An abortive rally and an expanding field of challengers hasn’t hurt Donald Trump’s standing in Iowa, according to a new poll from Emerson College. In results released Thursday morning, 62% of Republican voters indicated they would choose Trump as the party’s nominee, giving the former president a 3-to-1 margin over Florida Gov. Ron DeSantis, who clocked in at 20%. Mike Pence and Nikki Haley are tied for third with 5%.
DeSantis, who formally declared his run Wednesday during a Twitter livestream with Elon Musk, has long been considered the most significant challenger to Trump for the GOP nomination, but the gap between the two has been expanding. Although the governor made a pair of widely covered visits to Iowa earlier this month, any corresponding boost in the polls has yet to materialize. The Emerson survey places him about on par with the current RCP national average.
Nonetheless, the DeSantis campaign may have exposed a fault line within the GOP’s base. The new poll found that although Trump was preferred by Republican voters across the board, he was especially favored by those under the age of 35 (75%) and without a college degree (70%). DeSantis is much closer among Republicans with a postgraduate degree.

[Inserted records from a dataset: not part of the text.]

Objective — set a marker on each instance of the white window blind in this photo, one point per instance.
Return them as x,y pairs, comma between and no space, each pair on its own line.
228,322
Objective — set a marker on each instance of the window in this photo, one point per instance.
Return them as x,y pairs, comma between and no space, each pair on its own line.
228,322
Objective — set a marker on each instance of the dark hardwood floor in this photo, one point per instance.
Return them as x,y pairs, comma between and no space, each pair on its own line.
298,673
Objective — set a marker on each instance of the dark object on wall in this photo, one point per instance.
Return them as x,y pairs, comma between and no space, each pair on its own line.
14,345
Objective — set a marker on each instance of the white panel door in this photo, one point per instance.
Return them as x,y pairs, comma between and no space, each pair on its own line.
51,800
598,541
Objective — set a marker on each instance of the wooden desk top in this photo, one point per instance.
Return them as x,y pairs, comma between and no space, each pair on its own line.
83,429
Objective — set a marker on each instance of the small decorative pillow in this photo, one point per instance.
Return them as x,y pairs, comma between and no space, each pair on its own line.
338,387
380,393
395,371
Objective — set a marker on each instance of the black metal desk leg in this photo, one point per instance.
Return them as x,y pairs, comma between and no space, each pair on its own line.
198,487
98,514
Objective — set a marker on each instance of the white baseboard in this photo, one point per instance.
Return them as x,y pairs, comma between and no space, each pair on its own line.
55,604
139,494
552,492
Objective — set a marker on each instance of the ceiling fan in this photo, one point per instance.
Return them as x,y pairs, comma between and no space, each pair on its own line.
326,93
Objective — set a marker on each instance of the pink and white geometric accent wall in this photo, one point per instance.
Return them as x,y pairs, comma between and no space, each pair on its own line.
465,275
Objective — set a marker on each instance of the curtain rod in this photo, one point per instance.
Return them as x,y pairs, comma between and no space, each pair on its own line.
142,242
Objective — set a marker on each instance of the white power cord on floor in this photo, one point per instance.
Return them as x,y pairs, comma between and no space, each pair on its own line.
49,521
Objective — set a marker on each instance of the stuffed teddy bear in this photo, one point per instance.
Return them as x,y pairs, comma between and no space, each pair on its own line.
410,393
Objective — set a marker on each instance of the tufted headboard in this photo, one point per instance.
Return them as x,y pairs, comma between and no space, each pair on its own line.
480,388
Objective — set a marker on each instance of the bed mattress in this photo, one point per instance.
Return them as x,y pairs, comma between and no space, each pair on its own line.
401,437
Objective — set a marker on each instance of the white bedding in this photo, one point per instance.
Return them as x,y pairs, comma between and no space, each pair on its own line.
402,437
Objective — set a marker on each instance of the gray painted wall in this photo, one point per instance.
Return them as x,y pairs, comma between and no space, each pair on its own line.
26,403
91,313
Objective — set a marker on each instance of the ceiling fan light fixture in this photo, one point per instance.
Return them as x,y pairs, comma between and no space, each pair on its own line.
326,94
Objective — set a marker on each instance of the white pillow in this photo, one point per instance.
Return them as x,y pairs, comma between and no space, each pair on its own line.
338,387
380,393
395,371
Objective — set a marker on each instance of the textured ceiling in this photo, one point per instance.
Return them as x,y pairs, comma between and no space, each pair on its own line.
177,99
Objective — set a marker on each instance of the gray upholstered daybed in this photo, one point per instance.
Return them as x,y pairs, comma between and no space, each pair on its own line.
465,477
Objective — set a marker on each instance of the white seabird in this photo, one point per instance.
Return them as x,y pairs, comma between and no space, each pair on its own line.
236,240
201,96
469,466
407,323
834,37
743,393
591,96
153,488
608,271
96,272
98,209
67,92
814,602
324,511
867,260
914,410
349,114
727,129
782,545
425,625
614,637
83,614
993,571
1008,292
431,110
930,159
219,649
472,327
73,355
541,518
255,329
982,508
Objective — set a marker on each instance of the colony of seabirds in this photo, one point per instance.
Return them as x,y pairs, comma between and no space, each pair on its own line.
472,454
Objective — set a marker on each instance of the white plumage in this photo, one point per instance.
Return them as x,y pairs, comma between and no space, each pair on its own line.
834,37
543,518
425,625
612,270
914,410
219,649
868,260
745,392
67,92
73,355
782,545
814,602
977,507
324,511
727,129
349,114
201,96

The poll found that either candidate would beat President Biden handily in Iowa if the election were held today. A rematch between Trump and Biden shows a 49%-38% Trump lead in the Hawkeye State, with 10% voting third party and 6% undecided. DeSantis leads Biden 45%-38%.
Despite this — and despite a meager 35% job approval rating in the state — Iowa Democrats remain united behind Biden. Emerson found 69% of them ready to support his reelection in 2024. Environmentalist Robert F. Kennedy Jr. comes in a distant second at 11%.
The survey also showed that the top concern among Iowans is the economy, with 31% of all voters citing it as the most important issue facing their state. This was followed by education (15%), “threats to democracy” (15%), immigration (10%), abortion access (9%), and health care (8%).
Election integrity continues to be an especially divisive issue. Although the majority of those polled stated that Joe Biden’s 2020 victory was legitimate, 46% of Iowa voters — including 43% of independents — said it was not. There was, predictably, a split along party lines: 91% of Democrats believe the election results to be sound, and 78% of Republicans do not.
Iowans are also anxious for their state’s caucus to retain its first-in-the-nation status, a roughly 50-year-old tradition that has cemented Iowa as a cornerstone of the American political landscape and transformed the sparsely populated, rural state into a kind of presidential power broker. Its status has been threatened this year following a move by Democrats to swap Iowa with South Carolina in their primary lineup.
About three-fourths of voters found it “very” (40%) or “somewhat” (34%) important that Iowa keep its perch as first in the nation. Republicans were particularly animated by the issue, with 86% saying it was important.
Voters in Iowa are also divided, though less informed, when it comes to the looming prospect of America’s first-ever default on its national debt. Half of them (49%) are against raising the debt ceiling, compared to 36% in favor, with 16% unsure.
The one area where Iowans from both parties unequivocally agreed? The need for televised presidential debates. A whopping 92% of all caucus voters found that participation in debates was important prior to making a decision. Trump has cited his poll numbers as proof that he need not debate with any of his party’s numerous upstart candidates. Iowans do not agree.
Emerson’s poll was conducted May 19-23 among 1,064 registered voters. The margin of error is roughly 2.9 percentage points.